- Calderonista Invasion of Costa Rica (1955): Part of History of Costa Rica
| Date | January 11–21, 1955 |
| Location | Costa Rica |
| Result | Costa Rican government victory |

Belligerents
- Costa Rica: Calderón forces Supported by: Nicaragua Venezuela Dominican Republic Guatemala (Diplomatic Support)

Commanders and leaders
- José María Figueres Ferrer: Rafael Ángel Calderón Guardia Anastasio Somoza Rafael Leónidas Trujillo Marcos Pérez Jiménez

Strength
- 9,000 troops: 3,500 troops 15 tankettes 5 planes 4 armored vehicles

Casualties and losses
- 39 killed: 58 killed 1 plane shot down Several tankettes captured

= Calderonista invasion of Costa Rica =

1955 rebellion in Costa Rica

The Calderonista Invasion of Costa Rica was a small rebellion carried out in North-West Costa Rica by forces loyal to the disgruntled former president Rafael Calderón, and was supported by the Government of Nicaragua who were unhappy with the election of Jose "Pepe" Figueres Ferrer to the Costa Rican Presidency two years prior.

==Summary==

Don José Figueres Ferrer was elected president in 1953. Since late 1954, a group of Costa Ricans in favor of restoring Calderón Guardia, then in Mexico, to power, began preparing a movement in Nicaragua to overthrow the Figueres administration, with the complicity of the Somoza regime, since the dictatorial president of Nicaragua, Anastasio Somoza García, alleged that members of the Caribbean Legion, a supposed group of political exiles from the Caribbean nations, had participated in a conspiracy to assassinate him with the help of Figueres.

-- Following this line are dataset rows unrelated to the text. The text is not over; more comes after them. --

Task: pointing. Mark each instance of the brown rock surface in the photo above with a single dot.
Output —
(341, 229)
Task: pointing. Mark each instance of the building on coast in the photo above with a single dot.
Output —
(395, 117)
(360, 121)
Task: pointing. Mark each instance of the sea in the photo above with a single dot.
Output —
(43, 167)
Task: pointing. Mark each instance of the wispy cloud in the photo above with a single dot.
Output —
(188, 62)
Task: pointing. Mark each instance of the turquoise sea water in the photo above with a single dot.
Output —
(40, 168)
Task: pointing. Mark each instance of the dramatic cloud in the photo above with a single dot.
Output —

Apparently Somoza made plans with Trujillo (dictator of the Dominican Republic) to retaliate and then supported Calderón Guardia, who commanded a band of rebels in southern Nicaragua under the military leadership of Major Teodoro Picado Lara, son of former President Teodoro Picado, who invaded the country through the northern border, some invaders even reaching Villa Quesada (now Ciudad Quesada) in San Carlos, on January 11, 1955.

Figueres immediately appealed to the Organization of American States (OAS) to investigate; a commission discovered that the supplies and war material came from Nicaragua. As soon as this became public, Nicaragua ceased aid to the Calderonist rebels, who were mostly Costa Ricans. Meanwhile, the country organized itself through its Public Forces, reservists, and volunteers. The United States sold four warplanes, at the symbolic price of $1 each, to Costa Rica to aid in its defense.

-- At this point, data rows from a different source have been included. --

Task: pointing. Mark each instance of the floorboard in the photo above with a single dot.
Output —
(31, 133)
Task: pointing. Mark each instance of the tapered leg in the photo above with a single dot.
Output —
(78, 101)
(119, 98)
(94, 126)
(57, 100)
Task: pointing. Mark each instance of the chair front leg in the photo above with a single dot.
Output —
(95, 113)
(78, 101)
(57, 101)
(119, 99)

There were some battles and skirmishes in several towns, especially in Santa Rosa, where the remains of some tanks still remain. But the rebels were no match for the government forces, which enjoyed great popular support, and they were driven back across the border into Nicaragua. In early 1956, Costa Rica and Nicaragua agreed to cooperate in monitoring their border.

==Beginning==
The rebellion started on 7 January 1955 when forces loyal to former president Rafael Calderón, who were backed by the Nicaraguan president Anastasio Somoza García, crossed the border from Nicaragua into Costa Rica. Venezuelan dictator Marcos Pérez Jiménez provided financial support to the rebels and, reportedly, air support. The rebel forces seized the border town of Villa Quesada on 12 January.

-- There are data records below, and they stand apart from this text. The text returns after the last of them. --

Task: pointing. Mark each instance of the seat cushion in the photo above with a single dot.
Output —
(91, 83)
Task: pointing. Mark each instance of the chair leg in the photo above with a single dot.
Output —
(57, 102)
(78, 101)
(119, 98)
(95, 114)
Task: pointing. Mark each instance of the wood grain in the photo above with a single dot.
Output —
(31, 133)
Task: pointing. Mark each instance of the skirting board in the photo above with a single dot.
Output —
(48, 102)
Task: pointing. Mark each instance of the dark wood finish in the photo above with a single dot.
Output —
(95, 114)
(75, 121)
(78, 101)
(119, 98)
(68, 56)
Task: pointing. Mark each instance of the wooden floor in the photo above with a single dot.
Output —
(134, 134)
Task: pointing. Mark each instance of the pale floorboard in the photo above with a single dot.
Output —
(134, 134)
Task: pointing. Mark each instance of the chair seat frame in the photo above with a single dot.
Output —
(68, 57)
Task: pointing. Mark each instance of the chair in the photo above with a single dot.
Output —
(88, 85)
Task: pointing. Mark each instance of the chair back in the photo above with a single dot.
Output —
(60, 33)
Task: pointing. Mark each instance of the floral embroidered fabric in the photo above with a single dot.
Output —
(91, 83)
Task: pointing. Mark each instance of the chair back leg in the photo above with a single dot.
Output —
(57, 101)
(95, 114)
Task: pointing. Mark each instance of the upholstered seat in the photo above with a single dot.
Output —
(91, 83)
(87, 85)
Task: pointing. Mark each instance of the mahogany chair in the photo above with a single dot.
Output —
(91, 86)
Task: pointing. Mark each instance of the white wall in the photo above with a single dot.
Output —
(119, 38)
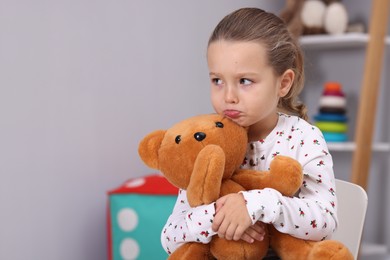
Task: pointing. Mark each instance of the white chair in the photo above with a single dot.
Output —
(352, 207)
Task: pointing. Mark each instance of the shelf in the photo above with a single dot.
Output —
(351, 146)
(347, 40)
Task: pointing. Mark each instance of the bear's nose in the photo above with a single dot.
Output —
(199, 136)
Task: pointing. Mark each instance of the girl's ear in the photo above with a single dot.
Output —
(286, 81)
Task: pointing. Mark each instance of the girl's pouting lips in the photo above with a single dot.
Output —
(232, 113)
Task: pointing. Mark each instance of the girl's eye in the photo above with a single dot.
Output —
(219, 124)
(245, 81)
(216, 81)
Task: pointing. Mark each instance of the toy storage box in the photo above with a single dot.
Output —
(137, 212)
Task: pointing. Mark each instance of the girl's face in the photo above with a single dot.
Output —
(243, 86)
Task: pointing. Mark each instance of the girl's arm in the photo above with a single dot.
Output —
(187, 224)
(313, 213)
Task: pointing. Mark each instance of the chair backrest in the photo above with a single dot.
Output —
(352, 207)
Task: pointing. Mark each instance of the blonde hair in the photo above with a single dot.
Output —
(257, 25)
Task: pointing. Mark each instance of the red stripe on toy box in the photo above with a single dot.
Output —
(151, 184)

Jose Figueres accused the CIA of covertly aiding Nicaragua's invasion by sending pilots and sorties to covertly attack Costa Rica, notably subjecting at least 11 villages to machine gun fire.

==Resolution==
The Costa Rican government appealed to the Organization of American States to investigate. The Organization of American States found the Nicaraguan government was supporting the rebels and as soon as this was announced, the Nicaraguan government ended its support of the rebels. The United States sold Costa Rica four fighter planes, while the rebels were overwhelmed by the popularly backed government forces. After some fierce fighting in a handful of northern towns, the rebels were pushed out of Costa Rica.